O argumento de que os capitalistas re-investirão seu capital acumulado no sistema produtivo, gerando riqueza e empregos (distribuindo renda? – faz-me rir!), não procede. Ao menos no Brasil, quando isso, efetivamente, aconteceu? Senão, de modo tênue, não foi possível pelas estruturas carcomidas e viciadas do poder elitista brasileiro, em períodos pontuais de nossa História, como, em termos monetários, no governo Itamar Franco e no primeiro governo Fernando Henrique Cardoso, mas especialmente e sobretudo, pelas políticas sociais nos dois governos Lula e no primeiro governo Dilma Rousseff. Houve, assim, de modo incipiente e não estrutural e contínuo, em períodos esporádicos e sempre com a intervenção do poder público.
Em 2019, foram 13 milhões de desempregados; 40 milhões de subempregados e de 20 a 30 milhões na informalidade. Em 2020, estamos piorando. Com a excessiva financeirização do capital, se ganha muito com juros e investimentos em alta tecnologia, mas apenas, como dizia o geógrafo brasileiro Milton Santos (1926-2001), o “homem veloz” ganha.
Segundo estudo da Oxfam, em 2017, 82% da riqueza mundial ficou concentrada em 1% da população e praticamente nada restou para os 50% mais pobres do mundo. A situação não mudou de lá para cá; pelo contrário, até piorou. Em números: o mundo tem, segundo a Organização das Nações Unidas, aproximadamente 7.5 bilhões de pessoas; o 1% que ficou com 82% da riqueza produzida equivale a 75 milhões de pessoas; 3.5 bilhões dividiram quase os 99% restantes da riqueza; os restantes 3.8 bilhões, ou seja, 50% da população mundial, usufruiu virtualmente nada da riqueza mundial. E isso tudo é mantido pela força das armas ou pela manipulação midiática e eleitoral.
Como podemos dormir em paz em um mundo assim?

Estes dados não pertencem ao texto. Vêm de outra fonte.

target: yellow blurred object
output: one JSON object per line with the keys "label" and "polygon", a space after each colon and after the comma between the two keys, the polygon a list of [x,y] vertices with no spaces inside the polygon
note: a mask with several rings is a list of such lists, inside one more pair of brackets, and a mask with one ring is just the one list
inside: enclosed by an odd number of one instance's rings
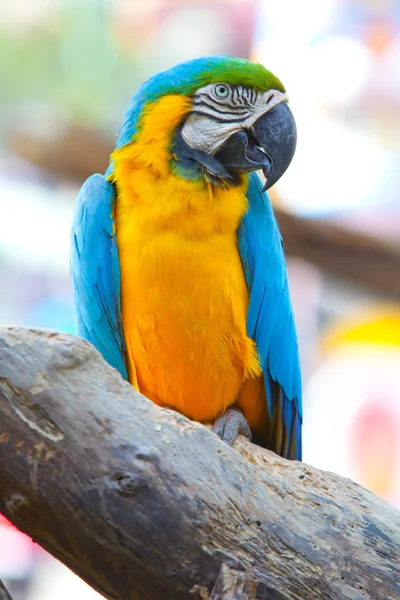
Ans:
{"label": "yellow blurred object", "polygon": [[400,308],[385,305],[365,310],[357,317],[335,322],[321,338],[323,353],[344,344],[400,346]]}
{"label": "yellow blurred object", "polygon": [[305,460],[400,506],[400,307],[362,305],[320,349],[305,390]]}

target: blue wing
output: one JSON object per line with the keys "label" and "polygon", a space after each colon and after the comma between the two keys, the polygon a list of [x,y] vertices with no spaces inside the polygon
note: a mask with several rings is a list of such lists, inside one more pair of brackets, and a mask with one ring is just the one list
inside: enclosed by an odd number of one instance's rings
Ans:
{"label": "blue wing", "polygon": [[78,335],[127,379],[114,200],[114,188],[102,175],[83,184],[71,232],[71,275]]}
{"label": "blue wing", "polygon": [[238,244],[250,291],[247,332],[257,344],[267,396],[269,431],[262,445],[301,460],[301,373],[283,244],[255,173],[247,198]]}

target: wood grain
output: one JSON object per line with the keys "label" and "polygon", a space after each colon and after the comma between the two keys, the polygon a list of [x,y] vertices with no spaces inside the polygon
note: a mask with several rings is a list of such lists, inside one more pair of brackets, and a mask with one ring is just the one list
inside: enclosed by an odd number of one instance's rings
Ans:
{"label": "wood grain", "polygon": [[12,600],[10,594],[8,593],[6,586],[0,579],[0,600]]}
{"label": "wood grain", "polygon": [[393,507],[228,447],[67,334],[0,330],[0,512],[113,600],[201,598],[224,564],[264,600],[400,598]]}

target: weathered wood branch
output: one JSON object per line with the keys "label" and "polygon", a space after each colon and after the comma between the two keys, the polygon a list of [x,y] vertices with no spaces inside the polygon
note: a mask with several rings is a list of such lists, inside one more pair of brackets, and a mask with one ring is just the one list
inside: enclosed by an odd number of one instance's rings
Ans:
{"label": "weathered wood branch", "polygon": [[0,579],[0,600],[12,600],[10,594],[6,590],[6,586]]}
{"label": "weathered wood branch", "polygon": [[226,446],[71,335],[0,330],[0,512],[110,599],[201,598],[223,564],[263,599],[400,597],[394,508]]}
{"label": "weathered wood branch", "polygon": [[197,593],[200,600],[254,600],[256,589],[252,573],[231,569],[223,564],[211,595],[203,586],[195,585],[191,591]]}
{"label": "weathered wood branch", "polygon": [[[114,140],[71,126],[53,140],[14,134],[12,145],[18,154],[57,177],[82,183],[92,173],[104,173]],[[375,293],[400,298],[400,246],[324,219],[301,218],[279,206],[274,210],[288,256]]]}

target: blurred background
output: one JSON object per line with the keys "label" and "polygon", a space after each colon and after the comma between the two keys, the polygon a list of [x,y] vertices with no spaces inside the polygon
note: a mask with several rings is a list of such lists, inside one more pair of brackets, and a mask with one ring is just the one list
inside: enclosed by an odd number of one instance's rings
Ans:
{"label": "blurred background", "polygon": [[[2,0],[0,325],[74,332],[69,229],[152,73],[200,55],[284,82],[272,190],[304,372],[304,461],[400,507],[400,0]],[[0,517],[14,600],[99,596]]]}

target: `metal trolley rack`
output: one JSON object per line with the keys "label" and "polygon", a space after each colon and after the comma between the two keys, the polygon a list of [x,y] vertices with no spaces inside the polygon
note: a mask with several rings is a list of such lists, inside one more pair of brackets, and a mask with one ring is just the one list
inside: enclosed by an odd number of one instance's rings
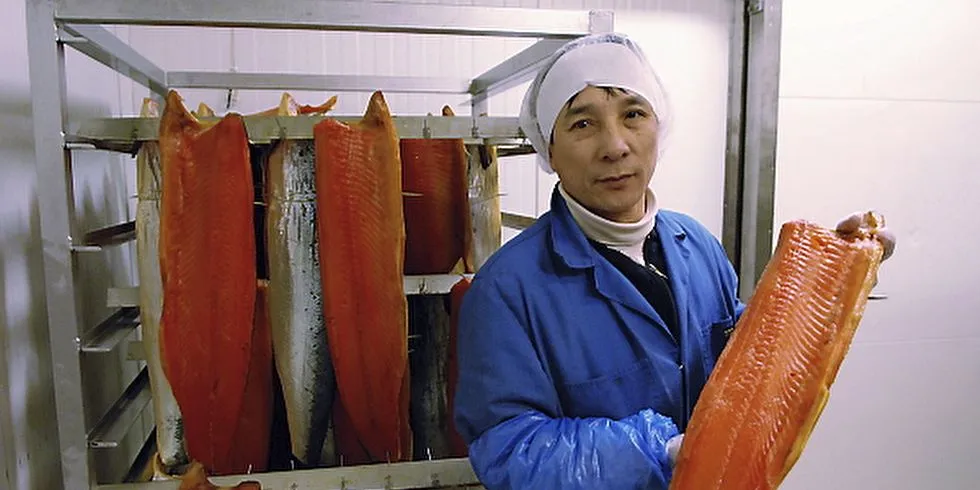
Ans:
{"label": "metal trolley rack", "polygon": [[[748,294],[770,253],[778,93],[780,0],[732,0],[729,54],[728,143],[725,157],[723,242]],[[425,77],[362,77],[323,74],[267,74],[166,71],[101,25],[168,25],[251,27],[405,34],[449,34],[539,39],[496,67],[471,80]],[[569,39],[613,30],[610,11],[567,11],[408,5],[359,1],[294,0],[279,4],[236,0],[209,2],[130,2],[127,0],[28,0],[27,32],[34,120],[38,204],[43,241],[48,328],[54,362],[55,399],[64,487],[70,490],[113,488],[176,489],[175,482],[109,483],[102,481],[92,455],[112,447],[148,411],[145,371],[119,400],[89,427],[85,421],[81,362],[84,356],[138,347],[125,342],[139,325],[136,291],[108,291],[117,311],[93,328],[83,325],[76,306],[77,254],[133,240],[132,223],[99,230],[79,230],[73,222],[72,151],[75,145],[132,153],[142,141],[156,138],[154,119],[110,118],[72,121],[66,116],[65,47],[70,46],[146,86],[157,96],[170,88],[277,89],[470,94],[473,117],[398,117],[402,138],[463,138],[471,150],[521,145],[516,118],[487,117],[488,98],[526,81],[540,62]],[[309,139],[310,121],[289,118],[246,120],[251,141],[281,137]],[[474,165],[471,184],[496,194],[495,165]],[[485,153],[485,152],[484,152]],[[503,153],[502,153],[503,154]],[[474,176],[476,168],[482,175]],[[471,195],[473,190],[471,189]],[[504,214],[505,225],[521,227],[528,218]],[[477,264],[499,247],[500,224],[476,236]],[[482,257],[481,257],[482,254]],[[406,294],[444,294],[454,276],[405,278]],[[134,349],[138,351],[139,349]],[[139,354],[135,356],[138,358]],[[152,444],[152,435],[147,444]],[[145,450],[146,448],[144,448]],[[244,475],[215,478],[235,484]],[[248,475],[264,488],[445,488],[479,487],[465,459],[296,470]]]}
{"label": "metal trolley rack", "polygon": [[[118,310],[102,324],[88,328],[76,306],[79,288],[77,254],[99,253],[102,247],[135,238],[132,223],[100,230],[79,230],[73,223],[72,151],[94,145],[108,151],[133,152],[142,141],[155,140],[157,120],[110,118],[66,120],[65,47],[70,46],[146,86],[156,96],[171,88],[281,89],[470,94],[478,117],[398,117],[402,138],[464,138],[468,145],[520,145],[516,118],[485,114],[488,98],[525,81],[533,69],[569,39],[613,28],[608,11],[554,11],[442,5],[299,0],[281,4],[252,2],[242,8],[235,0],[211,2],[129,2],[126,0],[30,0],[27,2],[28,47],[33,97],[35,152],[44,273],[63,481],[66,489],[176,488],[175,482],[106,484],[96,474],[92,454],[113,447],[150,410],[145,370],[95,427],[85,422],[82,357],[125,346],[139,326],[138,292],[111,289],[108,303]],[[105,24],[253,27],[304,30],[367,31],[539,38],[529,48],[472,80],[423,77],[359,77],[323,74],[266,74],[166,71],[118,37]],[[315,120],[252,118],[246,121],[252,142],[282,137],[311,139]],[[485,147],[485,146],[484,146]],[[485,153],[485,152],[484,152]],[[470,152],[480,158],[479,151]],[[497,192],[496,168],[477,178],[483,192]],[[471,160],[471,169],[474,168]],[[471,172],[471,182],[474,176]],[[481,192],[481,191],[478,191]],[[498,201],[499,202],[499,201]],[[513,222],[513,217],[505,217]],[[500,245],[500,224],[476,236],[477,263]],[[482,256],[481,256],[482,255]],[[406,277],[406,294],[444,294],[458,277]],[[136,349],[139,350],[139,349]],[[139,354],[136,354],[139,357]],[[152,434],[147,445],[153,444]],[[342,467],[248,475],[266,488],[433,488],[478,486],[465,459],[446,459],[359,467]],[[242,476],[215,478],[233,484]]]}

Como pensar em um mundo bom e justo, com pessoas ruins, que deixam morrer seus semelhantes, por egoísmo, ganância e, não raro, apenas por serem diferentes?

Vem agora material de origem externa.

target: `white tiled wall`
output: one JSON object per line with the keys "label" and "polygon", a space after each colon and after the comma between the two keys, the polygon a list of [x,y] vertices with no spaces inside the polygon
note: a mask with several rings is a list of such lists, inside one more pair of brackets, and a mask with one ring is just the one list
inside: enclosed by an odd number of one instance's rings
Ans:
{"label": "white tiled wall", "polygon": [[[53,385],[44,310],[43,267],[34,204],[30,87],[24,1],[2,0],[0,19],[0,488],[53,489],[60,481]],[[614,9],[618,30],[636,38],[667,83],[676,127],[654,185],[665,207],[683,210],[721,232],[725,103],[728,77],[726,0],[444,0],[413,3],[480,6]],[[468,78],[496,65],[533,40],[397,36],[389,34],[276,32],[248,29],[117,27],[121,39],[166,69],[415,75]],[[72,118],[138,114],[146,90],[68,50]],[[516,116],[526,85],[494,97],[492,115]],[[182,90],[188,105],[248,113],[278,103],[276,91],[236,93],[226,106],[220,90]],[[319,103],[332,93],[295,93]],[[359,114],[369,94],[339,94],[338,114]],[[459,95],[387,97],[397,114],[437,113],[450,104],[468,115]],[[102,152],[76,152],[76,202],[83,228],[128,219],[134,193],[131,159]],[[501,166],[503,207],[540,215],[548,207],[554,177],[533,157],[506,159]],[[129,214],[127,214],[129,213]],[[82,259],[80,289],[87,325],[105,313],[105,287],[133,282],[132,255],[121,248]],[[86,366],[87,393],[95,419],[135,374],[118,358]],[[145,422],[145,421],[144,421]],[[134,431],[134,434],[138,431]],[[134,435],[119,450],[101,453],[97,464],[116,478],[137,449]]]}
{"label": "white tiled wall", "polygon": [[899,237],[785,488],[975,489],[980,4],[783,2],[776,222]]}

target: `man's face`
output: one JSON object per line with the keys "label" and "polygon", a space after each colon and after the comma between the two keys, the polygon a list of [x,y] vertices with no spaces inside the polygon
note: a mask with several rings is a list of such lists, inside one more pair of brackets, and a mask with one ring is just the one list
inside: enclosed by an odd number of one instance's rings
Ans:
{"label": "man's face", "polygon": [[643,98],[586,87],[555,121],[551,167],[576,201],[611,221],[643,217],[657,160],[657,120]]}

E o Brasil, nesse quadro? A austeridade pregada no Brasil, como a que promoveu o congelamento dos gastos públicos por 20 anos por meio da Proposta de Emenda Constitucional 95 e que está aprovando medidas draconianas na Previdência e em programas sociais como o Bolsa Família, provavelmente levará, segundo estimativas de estudiosos da área, até 2030, se não for revertida, a catástrofes como o aumento crescente do nível de mortalidade infantil – que havia sido praticamente erradicada nos governos petistas, o que já recomeçou, infelizmente.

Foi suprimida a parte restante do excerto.